Kritiker befürchten, dass mit der weitgehenden Abschaffung der Eingriffsmöglichkeiten des Obersten Gerichtshofs der Weg frei wäre für die Etablierung eines autoritären Systems.

In diesen Staaten haben illiberale Regierungen durch Reformen eine sukzessive Aufweichung der Gewaltenteilung bis zu ihrer Aufhebung betrieben. Das Justizsystem war hierbei häufig das erste Ziel, um dann die Medien einzuschüchtern, gegen Nichtregierungsorganisationen vorzugehen und die Opposition zu behindern.

Solche Vorhaben kommen meist sehr technokratisch daher, um möglichst wenig Aufsehen zu erregen. Auch in Israel bangen die Gegner der Koalition um die Unabhängigkeit der Justiz, die nach Aussagen politischer Beobachter im politischen System Israels die einzige Instanz ist, welche die Gewaltent­eilung effektiv sicherstellt. Sie befürchten, dass mit der weitgehenden Abschaffung der Eingriffsmöglichkeiten des Obersten Gerichtshofs der Weg frei wäre für die Etablierung eines autoritären Systems.
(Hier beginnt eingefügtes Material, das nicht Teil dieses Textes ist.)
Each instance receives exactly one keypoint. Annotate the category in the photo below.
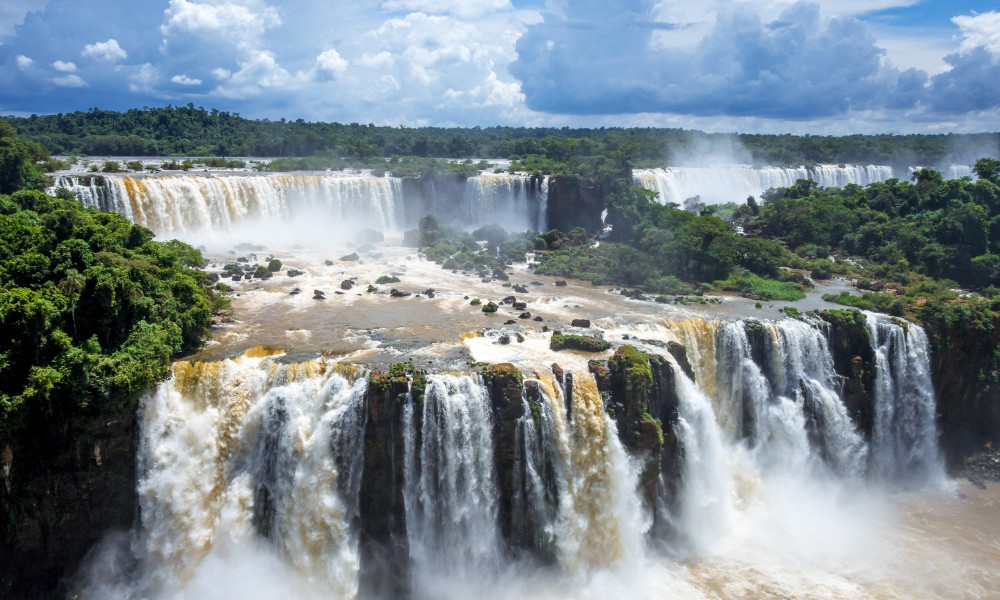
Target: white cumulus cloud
(71, 81)
(981, 30)
(108, 51)
(461, 8)
(64, 67)
(331, 61)
(236, 21)
(185, 80)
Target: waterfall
(186, 206)
(237, 452)
(254, 462)
(515, 202)
(719, 185)
(600, 521)
(450, 486)
(904, 434)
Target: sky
(767, 66)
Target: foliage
(91, 309)
(583, 343)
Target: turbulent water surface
(251, 458)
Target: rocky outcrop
(631, 386)
(575, 202)
(382, 527)
(854, 360)
(60, 492)
(965, 363)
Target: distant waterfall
(184, 205)
(719, 185)
(904, 436)
(516, 202)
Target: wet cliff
(575, 202)
(63, 487)
(966, 371)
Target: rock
(583, 343)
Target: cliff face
(966, 373)
(61, 491)
(575, 202)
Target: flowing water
(252, 458)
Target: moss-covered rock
(583, 343)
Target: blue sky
(827, 66)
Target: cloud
(461, 8)
(800, 65)
(144, 80)
(241, 23)
(71, 81)
(108, 51)
(185, 80)
(981, 30)
(258, 72)
(331, 62)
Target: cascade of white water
(904, 432)
(450, 493)
(707, 504)
(718, 185)
(600, 519)
(516, 202)
(247, 447)
(535, 480)
(179, 205)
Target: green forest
(190, 131)
(92, 309)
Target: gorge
(356, 443)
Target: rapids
(255, 454)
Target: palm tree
(72, 286)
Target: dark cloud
(799, 66)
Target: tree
(988, 168)
(72, 286)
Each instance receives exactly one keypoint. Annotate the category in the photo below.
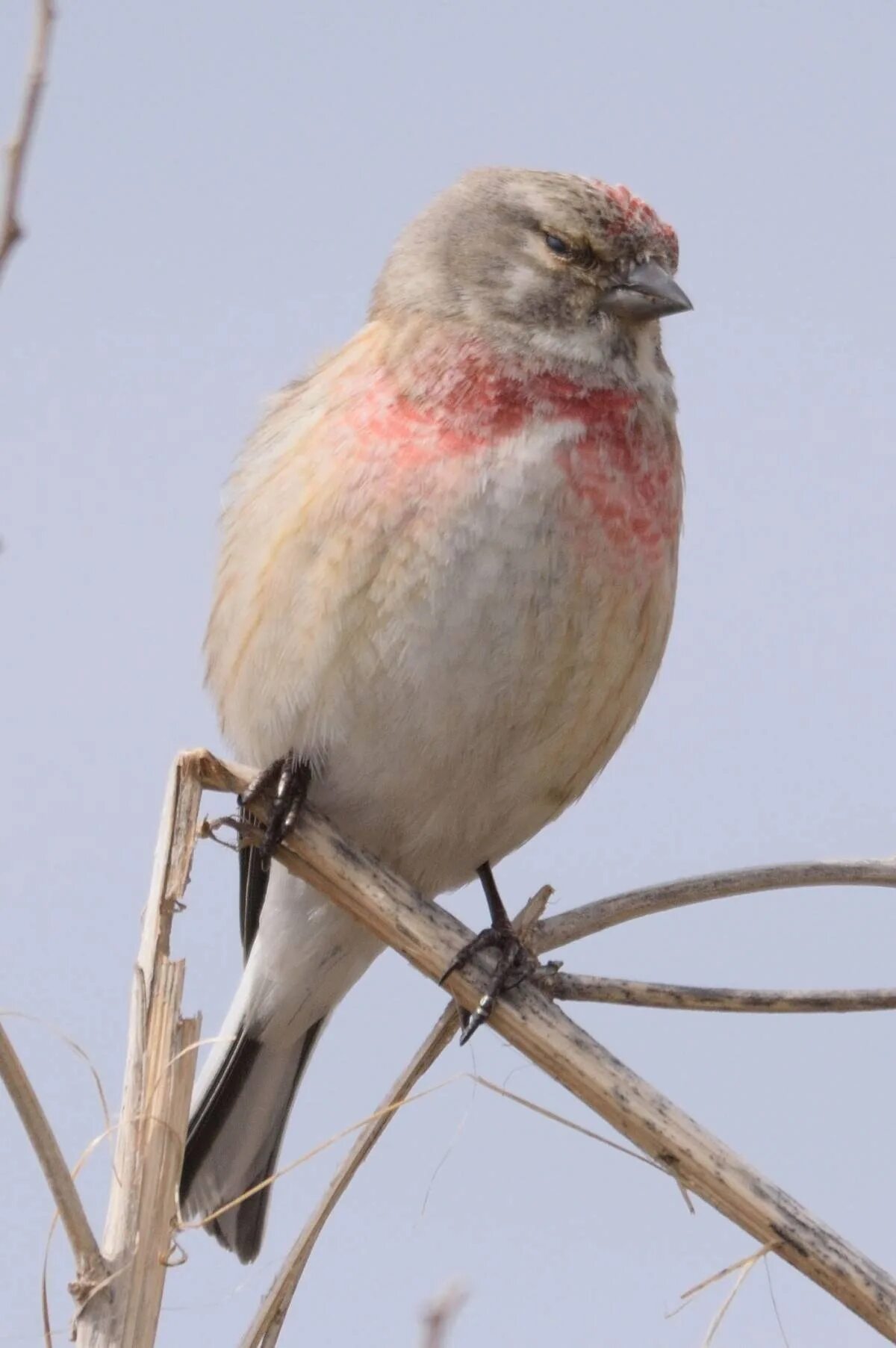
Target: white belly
(495, 696)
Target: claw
(515, 963)
(293, 777)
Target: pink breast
(621, 467)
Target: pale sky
(212, 193)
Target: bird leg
(287, 782)
(515, 961)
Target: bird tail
(234, 1135)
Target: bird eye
(558, 246)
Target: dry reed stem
(429, 937)
(267, 1323)
(675, 996)
(700, 889)
(158, 1080)
(18, 147)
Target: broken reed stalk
(429, 937)
(90, 1264)
(119, 1297)
(123, 1311)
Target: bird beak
(648, 291)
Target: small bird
(445, 587)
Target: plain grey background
(212, 192)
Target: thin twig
(430, 937)
(90, 1262)
(591, 919)
(674, 996)
(18, 149)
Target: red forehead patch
(635, 216)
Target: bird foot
(515, 963)
(286, 780)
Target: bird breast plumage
(457, 631)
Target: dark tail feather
(221, 1160)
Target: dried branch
(429, 937)
(18, 149)
(700, 889)
(266, 1327)
(159, 1068)
(90, 1264)
(674, 996)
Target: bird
(447, 579)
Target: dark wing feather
(255, 874)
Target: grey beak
(648, 291)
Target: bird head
(544, 262)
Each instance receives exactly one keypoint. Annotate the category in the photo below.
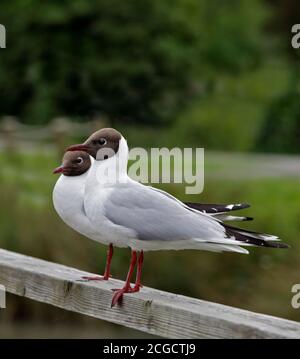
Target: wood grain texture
(152, 311)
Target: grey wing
(154, 216)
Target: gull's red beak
(81, 147)
(59, 169)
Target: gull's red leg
(138, 284)
(106, 274)
(126, 289)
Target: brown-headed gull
(128, 213)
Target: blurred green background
(215, 74)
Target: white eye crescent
(102, 141)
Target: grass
(261, 281)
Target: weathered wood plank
(151, 310)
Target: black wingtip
(275, 244)
(216, 208)
(248, 219)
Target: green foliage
(139, 61)
(231, 116)
(128, 60)
(281, 130)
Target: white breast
(68, 195)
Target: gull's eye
(79, 160)
(102, 141)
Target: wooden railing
(152, 311)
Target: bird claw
(118, 295)
(136, 288)
(89, 279)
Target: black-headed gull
(131, 214)
(68, 197)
Als Netanyahu am 27. März bekanntgab, die Reformen vorerst auszusetzen, sandte er zugleich eine eindeutige Botschaft an seine Unterstützer. Er bezeichnete den eingeschlagenen Weg als gerecht; er und die Regierungskoalition würden nicht zulassen, dass irgendjemand »dem Volk seine freie Wahl raubt«. Man werde den Weg, für den man gewählt worden sei, nicht aufgeben.

Den Topos der »gestohlenen Wahl«, den Donald Trump in den USA auf­gebracht hat, griffen die Demonstranten, die am Freitag voriger Woche dem Aufruf zum »Marsch für die Freiheit« der rechten Organisation Im Tirtzu folgten, auf ihren Schildern auf. In Tel Aviv waren 30 000 Reformbefürworter auf der Straße, mehrere Medien berichteten davon, dass die Reformbefürworter eine Autobahn blockierten, Journalisten und Unbeteiligte angriffen und mit den Ordnungskräften aneinandergerieten.
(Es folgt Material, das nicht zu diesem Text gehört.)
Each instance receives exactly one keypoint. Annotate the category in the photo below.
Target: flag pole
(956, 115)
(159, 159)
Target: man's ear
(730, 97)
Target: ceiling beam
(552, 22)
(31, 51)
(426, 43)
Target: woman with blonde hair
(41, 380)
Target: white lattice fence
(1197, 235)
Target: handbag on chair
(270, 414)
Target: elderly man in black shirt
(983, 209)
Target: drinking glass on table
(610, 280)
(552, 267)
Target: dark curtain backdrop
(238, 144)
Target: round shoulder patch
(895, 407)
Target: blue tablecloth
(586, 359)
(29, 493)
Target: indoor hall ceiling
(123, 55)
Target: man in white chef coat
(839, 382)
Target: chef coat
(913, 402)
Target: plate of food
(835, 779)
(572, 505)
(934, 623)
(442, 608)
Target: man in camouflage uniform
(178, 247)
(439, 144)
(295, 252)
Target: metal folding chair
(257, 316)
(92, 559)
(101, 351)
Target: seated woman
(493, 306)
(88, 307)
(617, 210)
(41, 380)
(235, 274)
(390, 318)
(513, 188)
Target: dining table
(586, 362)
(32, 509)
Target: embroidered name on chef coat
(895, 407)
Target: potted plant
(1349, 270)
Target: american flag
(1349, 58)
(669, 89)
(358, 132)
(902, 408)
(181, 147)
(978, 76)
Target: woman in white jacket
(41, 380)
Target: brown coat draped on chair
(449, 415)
Die israelische Tageszeitung Haaretz ordnete einen Angriff auf einen palästinensischen Taxifahrer der ultrarechten Hooligan-Gruppe La Familia zu, die beim bei Mizrahim und sephardischen Juden beliebten Erstligaclub Beitar Jerusalem ihr Unwesen treibt. Die Online-Zeitung Times of Israel berichtete von rassistischen Sprüchen gegen Araber, die von Demonstranten gerufen wurden.
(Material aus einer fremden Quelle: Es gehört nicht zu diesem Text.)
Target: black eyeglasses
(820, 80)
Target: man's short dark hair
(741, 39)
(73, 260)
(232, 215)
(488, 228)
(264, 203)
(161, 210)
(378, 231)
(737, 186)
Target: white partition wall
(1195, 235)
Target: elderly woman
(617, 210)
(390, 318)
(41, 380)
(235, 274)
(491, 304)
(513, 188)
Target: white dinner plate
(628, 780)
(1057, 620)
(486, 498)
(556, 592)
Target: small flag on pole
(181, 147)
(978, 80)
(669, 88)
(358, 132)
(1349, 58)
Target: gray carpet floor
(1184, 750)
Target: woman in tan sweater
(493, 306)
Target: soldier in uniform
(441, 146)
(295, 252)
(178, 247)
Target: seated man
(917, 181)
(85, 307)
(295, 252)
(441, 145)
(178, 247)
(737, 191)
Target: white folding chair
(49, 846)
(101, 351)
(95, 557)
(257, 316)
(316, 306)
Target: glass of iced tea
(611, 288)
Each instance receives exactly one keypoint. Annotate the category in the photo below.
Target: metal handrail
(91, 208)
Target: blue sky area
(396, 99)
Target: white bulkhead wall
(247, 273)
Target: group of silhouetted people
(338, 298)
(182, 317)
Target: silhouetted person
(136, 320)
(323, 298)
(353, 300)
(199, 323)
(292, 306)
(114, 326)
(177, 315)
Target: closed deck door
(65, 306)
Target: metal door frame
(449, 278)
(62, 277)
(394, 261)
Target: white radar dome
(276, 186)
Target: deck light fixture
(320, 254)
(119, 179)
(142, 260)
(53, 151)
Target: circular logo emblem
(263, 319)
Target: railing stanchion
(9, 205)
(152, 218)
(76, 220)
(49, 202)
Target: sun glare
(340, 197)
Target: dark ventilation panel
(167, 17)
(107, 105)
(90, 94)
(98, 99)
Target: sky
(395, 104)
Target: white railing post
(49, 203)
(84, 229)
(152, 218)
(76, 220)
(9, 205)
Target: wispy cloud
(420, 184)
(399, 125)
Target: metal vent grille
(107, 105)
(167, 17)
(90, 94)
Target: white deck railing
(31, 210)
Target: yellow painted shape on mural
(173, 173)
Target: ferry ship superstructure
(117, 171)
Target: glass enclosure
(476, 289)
Statt einer Kommission aus Richtern, Politikern und Anwälten soll in Zukunft die Regierung über die Berufung von Richtern entscheiden.

Netanyahu hatte in seiner Rede vom 27. März zwar auch Dialogbereitschaft mit den gegen ihn Demonstrierenden signalisiert – er sei sich der »enormen Spannung«, die sich zwischen »zwei Teilen der Nation« aufbaue, bewusst, sagte er –, doch sprach er ebenso von einer »extremistischen Minderheit«, die Israels Gesellschaft spalten wolle und an den Grundfesten der Nation rüttele, indem sie zur Verweigerung des Reservedienstes in der Armee aufrufe für den Fall, dass die sogenannte Justizreform beschlossen werde. Kein Wunder, dass die so titulierte »extremistische Minderheit« das Dialogangebot Netanyahus mehr als skeptisch aufnahm.

Am Dienstag voriger Woche wurde bekannt, dass die Regierung noch vor Netanyahus Ankündigung, die Reform auszusetzen, einen Teil der Gesamtreform, das umstrittene Gesetz zur Auswahl von Richtern, zur Schlussabstimmung in der Knesset vorgelegt hatte; offiziell aus »technischen Gründen«. Statt einer Kommission aus Richtern, Politikern und Anwälten soll in Zukunft die Regierung über die Berufung von Richtern entscheiden. Die Einreichung des Gesetzentwurfs beim Sekretär der Knesset ermöglicht es der Koalition, die Schlussabstimmung jederzeit innerhalb einer Frist von 24 Stunden einzuberufen.

Wenigstens dürfte es Netanyahu in Zukunft immer schwerer fallen, halbwegs glaubhaft zu behaupten, er repräsentiere die Mehrheit der Bevölkerung: Umfragen zufolge käme das Regierungslager, bestehend aus dem Likud sowie den rechtsextremen und orthodoxen Parteien, das derzeit über eine knappe Parlamentsmehrheit verfügt, bei Neuwahlen auf nur noch 53 oder 54 von insgesamt 120 Sitzen.